El dato más saliente de los procedimientos es que dos menores de 14 y 15 años fueron interceptados por efectivos cuando intentaron huir ante la orden de detenerse. Al ser revisados se confirmó el motivo por el cual quisieron alejarse: tenían entre sus ropas una pistola calibre .9 milímetros con cargador, pero sin municiones en su recámara. Fue en inmediaciones del barrio Puerta de Hierro.
Lo llamativo del caso es que esa arma tenía su número de serie a la vista, y cuando los uniformados cruzaron los datos saltó que había sido robada en una vivienda en jurisdicción de la comisaría 5ª de San Alberto, a la que ingresaron delincuentes tras romper la reja de una ventana el 16 de abril de 2025.
Si fueron ellos quienes la sustrajeron es poco probable de confirmar, aunque sí eran sus portadores. Ambos quedaron a disposición del fiscal Marcelo Germinario, de la UFI N° 1 de Responsabilidad Penal Juvenil de La Matanza.

Operativos de saturación
En cuanto a la saturación en sí los operativos se concentraron en el barrio Almafuerte (ex Villa Palito) y en los complejos del barrio Villegas. Hubo más de 180 personas identificadas, junto a un centenar de autos y 130 motos, de las cuales 34 terminaron incautadas por diversas irregularidades en su documentación para circular.
Dos sujetos fueron aprehendidos por tenencia ilegal de estupefacientes en cantidades que superan el consumo personal y otro por conducir una moto robada, con pedido de secuestro. En su caso quedó imputado por el delito de encubrimiento agravado.
En cuanto al transporte público, lo que se retomó es lo que se había decidido luego de la trilogía de crímenes de colectiveros que se inició con Pablo Alcaraz en 2018, siguió con Pablo Flores en 2020 y concluyó con Daniel Barrientos en 2023. Desde aquel momento las autoridades recurrieron a una serie de intervenciones estipuladas en el Código de Procedimiento Penal bonaerense, que autoriza las requisas cuando existe una orden de servicio previa.

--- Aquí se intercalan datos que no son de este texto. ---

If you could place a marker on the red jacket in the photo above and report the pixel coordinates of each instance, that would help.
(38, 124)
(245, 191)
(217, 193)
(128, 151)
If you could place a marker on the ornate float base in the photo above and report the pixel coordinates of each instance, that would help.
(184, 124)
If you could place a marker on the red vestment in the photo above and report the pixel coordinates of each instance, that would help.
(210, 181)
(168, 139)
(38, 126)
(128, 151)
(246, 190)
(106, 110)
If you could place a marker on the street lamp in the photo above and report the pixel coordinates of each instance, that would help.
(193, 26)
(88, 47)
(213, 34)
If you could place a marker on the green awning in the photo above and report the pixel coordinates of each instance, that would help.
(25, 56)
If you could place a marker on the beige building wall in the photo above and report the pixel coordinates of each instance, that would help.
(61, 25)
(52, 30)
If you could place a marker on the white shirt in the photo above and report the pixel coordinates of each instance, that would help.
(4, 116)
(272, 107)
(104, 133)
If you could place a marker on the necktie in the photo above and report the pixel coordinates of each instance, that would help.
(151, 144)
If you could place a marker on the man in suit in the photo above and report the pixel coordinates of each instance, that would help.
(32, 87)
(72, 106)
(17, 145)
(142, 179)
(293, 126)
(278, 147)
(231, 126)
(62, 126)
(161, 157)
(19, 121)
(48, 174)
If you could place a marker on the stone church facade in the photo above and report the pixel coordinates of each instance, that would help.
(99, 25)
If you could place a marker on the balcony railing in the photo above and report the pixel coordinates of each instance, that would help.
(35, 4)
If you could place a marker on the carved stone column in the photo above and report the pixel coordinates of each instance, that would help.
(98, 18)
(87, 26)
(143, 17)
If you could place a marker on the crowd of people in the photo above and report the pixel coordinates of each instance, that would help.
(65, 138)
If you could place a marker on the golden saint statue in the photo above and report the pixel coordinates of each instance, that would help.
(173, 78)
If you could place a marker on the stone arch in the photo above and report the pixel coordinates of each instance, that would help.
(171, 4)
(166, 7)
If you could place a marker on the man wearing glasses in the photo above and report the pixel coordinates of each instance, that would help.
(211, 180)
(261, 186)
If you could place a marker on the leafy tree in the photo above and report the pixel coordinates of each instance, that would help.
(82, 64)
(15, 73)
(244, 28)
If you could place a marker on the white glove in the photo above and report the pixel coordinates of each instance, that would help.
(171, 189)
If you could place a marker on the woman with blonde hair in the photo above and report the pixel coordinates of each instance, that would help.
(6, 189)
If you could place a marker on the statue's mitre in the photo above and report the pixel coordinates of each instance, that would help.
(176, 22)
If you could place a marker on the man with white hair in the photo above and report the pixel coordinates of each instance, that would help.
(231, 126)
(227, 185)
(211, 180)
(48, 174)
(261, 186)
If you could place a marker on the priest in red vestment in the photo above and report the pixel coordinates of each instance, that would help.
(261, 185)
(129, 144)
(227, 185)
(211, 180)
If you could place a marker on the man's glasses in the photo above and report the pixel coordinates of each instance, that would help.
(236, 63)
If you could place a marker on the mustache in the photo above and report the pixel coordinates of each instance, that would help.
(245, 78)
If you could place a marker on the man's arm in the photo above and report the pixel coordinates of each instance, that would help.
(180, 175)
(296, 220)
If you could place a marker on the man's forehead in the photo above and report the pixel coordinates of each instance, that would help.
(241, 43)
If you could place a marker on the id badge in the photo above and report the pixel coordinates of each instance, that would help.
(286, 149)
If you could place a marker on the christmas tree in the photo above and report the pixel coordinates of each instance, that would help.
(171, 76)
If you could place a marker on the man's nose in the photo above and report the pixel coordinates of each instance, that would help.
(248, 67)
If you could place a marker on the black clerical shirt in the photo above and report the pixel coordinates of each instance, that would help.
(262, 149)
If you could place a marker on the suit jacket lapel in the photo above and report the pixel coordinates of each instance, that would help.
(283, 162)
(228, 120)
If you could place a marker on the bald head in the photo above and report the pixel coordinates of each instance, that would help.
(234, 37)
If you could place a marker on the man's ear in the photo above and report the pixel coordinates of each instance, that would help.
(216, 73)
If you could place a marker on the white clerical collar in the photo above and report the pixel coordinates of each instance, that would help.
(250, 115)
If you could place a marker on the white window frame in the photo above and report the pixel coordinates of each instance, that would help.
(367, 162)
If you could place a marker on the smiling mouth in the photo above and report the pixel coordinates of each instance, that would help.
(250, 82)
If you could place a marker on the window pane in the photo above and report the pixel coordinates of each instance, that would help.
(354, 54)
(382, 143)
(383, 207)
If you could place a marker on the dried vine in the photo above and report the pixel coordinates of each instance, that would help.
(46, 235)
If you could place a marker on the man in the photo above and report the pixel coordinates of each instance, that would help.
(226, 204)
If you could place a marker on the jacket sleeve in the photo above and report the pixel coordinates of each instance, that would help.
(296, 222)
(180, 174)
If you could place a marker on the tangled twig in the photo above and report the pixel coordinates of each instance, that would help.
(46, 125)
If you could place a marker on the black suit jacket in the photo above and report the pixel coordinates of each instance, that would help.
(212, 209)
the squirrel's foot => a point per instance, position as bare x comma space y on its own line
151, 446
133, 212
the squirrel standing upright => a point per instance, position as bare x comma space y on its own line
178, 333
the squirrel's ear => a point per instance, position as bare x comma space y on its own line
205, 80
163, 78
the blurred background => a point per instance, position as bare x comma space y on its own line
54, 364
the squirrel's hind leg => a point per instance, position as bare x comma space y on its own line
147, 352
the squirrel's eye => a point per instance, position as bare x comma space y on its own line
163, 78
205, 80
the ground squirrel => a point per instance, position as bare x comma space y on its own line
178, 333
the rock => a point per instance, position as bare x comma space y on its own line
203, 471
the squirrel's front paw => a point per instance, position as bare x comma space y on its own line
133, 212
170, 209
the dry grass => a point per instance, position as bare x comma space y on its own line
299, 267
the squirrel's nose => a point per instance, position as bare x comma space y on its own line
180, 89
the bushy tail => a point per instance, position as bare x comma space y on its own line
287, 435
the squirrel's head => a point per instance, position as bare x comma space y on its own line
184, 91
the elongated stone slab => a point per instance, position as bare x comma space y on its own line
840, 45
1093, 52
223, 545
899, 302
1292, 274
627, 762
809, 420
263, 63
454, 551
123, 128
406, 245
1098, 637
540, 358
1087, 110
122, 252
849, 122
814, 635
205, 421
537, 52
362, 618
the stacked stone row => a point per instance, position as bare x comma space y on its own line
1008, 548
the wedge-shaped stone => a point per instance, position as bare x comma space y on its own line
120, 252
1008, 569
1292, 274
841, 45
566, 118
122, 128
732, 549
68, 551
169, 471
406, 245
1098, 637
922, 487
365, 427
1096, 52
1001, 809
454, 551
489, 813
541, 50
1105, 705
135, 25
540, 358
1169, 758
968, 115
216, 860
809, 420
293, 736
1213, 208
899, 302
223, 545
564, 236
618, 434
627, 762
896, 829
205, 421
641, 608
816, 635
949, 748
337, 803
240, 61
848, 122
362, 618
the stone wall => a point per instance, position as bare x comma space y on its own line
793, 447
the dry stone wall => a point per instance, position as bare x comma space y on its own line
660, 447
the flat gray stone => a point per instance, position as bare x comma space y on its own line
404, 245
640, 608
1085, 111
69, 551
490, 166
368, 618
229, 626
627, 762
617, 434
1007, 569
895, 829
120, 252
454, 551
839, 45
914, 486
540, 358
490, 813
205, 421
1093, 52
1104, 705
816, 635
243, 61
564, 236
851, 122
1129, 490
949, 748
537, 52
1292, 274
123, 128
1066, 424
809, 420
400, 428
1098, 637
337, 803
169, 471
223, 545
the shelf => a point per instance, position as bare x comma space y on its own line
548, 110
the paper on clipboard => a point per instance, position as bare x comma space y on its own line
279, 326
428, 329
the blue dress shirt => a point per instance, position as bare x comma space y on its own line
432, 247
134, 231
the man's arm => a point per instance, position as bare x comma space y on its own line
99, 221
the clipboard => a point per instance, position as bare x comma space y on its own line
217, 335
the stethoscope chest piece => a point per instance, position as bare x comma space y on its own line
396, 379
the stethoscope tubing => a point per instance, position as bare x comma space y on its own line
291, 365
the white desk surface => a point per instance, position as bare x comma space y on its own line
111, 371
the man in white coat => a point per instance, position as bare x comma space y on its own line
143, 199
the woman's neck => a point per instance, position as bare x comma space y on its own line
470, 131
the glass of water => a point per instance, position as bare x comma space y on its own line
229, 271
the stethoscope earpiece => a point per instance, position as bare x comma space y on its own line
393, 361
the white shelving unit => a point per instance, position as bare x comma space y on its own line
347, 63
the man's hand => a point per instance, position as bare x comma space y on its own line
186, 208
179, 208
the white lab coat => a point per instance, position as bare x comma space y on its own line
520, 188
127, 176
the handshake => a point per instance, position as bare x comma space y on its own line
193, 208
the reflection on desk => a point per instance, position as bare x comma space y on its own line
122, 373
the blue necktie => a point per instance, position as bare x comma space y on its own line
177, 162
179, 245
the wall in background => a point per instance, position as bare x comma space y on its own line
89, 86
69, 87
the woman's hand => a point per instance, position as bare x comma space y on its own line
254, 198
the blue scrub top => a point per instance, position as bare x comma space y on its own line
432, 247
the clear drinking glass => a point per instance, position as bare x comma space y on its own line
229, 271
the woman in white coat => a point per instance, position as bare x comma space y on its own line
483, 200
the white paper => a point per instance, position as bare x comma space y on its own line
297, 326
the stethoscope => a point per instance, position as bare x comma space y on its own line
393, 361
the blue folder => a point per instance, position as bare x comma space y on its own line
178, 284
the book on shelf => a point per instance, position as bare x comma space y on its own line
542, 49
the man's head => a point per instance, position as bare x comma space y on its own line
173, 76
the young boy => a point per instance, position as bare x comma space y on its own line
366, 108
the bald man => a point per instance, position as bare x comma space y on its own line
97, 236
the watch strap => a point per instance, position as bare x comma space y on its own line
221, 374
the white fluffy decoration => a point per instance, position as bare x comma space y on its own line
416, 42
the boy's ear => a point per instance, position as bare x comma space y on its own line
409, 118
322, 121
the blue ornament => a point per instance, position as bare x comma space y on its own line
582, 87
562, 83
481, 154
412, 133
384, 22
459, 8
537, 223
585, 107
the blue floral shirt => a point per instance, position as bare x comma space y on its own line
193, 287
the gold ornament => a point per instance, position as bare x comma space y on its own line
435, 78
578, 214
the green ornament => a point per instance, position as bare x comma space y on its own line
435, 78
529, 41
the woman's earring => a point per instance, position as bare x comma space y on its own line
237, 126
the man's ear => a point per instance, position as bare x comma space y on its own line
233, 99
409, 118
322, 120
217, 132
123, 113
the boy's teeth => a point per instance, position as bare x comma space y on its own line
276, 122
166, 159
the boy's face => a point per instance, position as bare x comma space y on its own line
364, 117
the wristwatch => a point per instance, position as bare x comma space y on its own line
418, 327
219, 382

Se trata del artículo 294, inciso 5, segundo apartado, que establece que “cuando se trate de un operativo público de control motivado en políticas tendientes a la prevención de los delitos, podrán proceder a la revisión de los efectos que porten las personas en sus ropas o que lleven en su poder de otra manera o tengan en los vehículos en que se movilicen, procediendo a secuestros en los casos sumamente graves o urgentes o cuando peligre el orden público”
En cualquier circunstancia podrá requisar el transporte de cargas y/o el transporte público de pasajeros, cumplimentado lo dispuesto en el párrafo primero in fine del presente inciso, que obliga a dar inmediata intervención al fiscal y al Juzgado de Garantías de turno.